Now it is true that an ordinary poor man like me can go through a lifetime without once testing his loyalty to anything save his own belly and his own family. In the main he cannot even be said to be loyal to his own kind, since at any moment he is prepared to snatch a job, or a crust from another man exactly like himself; I had done it many a time by the town gateway. But it is equally true that some extraordinary circumstance may arise and the most simple man must ask himself the question – where do I stand in this matter? and the answer is there, clear and certain as soon as the question is asked.

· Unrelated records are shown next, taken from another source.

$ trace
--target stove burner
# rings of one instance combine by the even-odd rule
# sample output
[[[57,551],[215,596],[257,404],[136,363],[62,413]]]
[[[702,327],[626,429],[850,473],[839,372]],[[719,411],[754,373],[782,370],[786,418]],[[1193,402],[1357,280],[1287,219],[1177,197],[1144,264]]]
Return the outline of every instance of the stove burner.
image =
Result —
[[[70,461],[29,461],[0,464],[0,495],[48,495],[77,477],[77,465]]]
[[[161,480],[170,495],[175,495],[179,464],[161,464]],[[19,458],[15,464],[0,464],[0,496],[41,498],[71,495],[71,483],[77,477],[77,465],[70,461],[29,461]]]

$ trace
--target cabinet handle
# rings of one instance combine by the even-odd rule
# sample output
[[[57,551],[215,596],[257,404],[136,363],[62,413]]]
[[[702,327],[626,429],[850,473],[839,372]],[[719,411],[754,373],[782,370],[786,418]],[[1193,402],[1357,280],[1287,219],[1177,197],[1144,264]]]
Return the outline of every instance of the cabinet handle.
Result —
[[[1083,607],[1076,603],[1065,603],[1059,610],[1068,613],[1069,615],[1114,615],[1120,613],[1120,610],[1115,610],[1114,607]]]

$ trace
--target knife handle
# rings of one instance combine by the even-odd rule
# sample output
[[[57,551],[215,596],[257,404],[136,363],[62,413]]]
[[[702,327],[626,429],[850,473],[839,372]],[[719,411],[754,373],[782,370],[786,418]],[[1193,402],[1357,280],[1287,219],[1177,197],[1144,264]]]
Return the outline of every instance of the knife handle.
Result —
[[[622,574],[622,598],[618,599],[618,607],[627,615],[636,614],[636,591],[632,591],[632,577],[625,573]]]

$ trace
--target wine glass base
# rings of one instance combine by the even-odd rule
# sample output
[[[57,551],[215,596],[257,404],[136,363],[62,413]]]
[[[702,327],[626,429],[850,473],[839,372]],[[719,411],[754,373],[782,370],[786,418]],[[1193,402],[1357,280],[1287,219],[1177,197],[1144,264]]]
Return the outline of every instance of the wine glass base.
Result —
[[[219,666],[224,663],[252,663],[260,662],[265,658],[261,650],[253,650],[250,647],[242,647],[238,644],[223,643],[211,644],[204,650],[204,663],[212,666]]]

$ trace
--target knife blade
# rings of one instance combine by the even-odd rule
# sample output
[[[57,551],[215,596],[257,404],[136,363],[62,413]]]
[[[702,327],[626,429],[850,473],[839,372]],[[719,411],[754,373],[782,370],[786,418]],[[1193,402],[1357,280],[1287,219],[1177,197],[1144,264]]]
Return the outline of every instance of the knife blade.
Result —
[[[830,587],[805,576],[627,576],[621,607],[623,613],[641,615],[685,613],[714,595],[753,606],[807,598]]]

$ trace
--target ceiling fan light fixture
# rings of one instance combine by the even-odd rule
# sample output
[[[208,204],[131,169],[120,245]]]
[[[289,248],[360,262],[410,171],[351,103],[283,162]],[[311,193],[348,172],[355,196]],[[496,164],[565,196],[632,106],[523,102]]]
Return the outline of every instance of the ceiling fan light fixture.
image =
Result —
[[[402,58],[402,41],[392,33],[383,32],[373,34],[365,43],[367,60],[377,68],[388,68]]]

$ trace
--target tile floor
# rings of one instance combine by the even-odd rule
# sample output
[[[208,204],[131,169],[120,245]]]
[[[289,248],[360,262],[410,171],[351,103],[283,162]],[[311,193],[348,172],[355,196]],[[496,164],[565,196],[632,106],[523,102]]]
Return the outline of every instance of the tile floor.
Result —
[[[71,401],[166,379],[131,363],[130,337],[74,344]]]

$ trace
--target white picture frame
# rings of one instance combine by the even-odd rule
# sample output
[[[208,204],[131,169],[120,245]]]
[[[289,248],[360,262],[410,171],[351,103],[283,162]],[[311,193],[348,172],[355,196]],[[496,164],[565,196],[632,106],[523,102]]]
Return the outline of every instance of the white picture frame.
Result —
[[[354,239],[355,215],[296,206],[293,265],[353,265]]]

Such a testing point I had now reached and there was no doubt at all in my mind that I was with the monks. I had lived in the town for over four years and the only kindness that I had received from anybody had come from within those Abbey walls. Brother Justinius was mean: the increase in the milling charge made my bread dear, but those facts looked small when placed beside the alms Kate had received in both her pregnancies, the fair, just way in which the Trimble Charity had been administered, the careful attention I had been given in the Infirmary, and the way Brother Sebastian had devised and Brother Anthony had carried out the scheme to make me less crippled.
I owed the Abbey a good deal. And I hated the Guilds, their Aldermen, their journeymen and their rules.
At the same time I will not pretend I was ruled either by gratitude or hatred. Expediency played its part. The old grandfather remembered only that the townspeople had gained their point about the eels; the fact remained that after seventy years the Abbey still governed the town; and even if the townsfolk had won back their right to go eel-fishing, the Abbey had retained every right that mattered. It seemed to me that I should do myself no harm by trying to get into favour with those who would surely get the better of the dispute in the long run. I might even contrive to put in a word for my little threatened house. If I warned the monks in time they would be grateful and then I could say, ‘Please don’t demolish my neat thatched hut with the rest of Squatters Row.’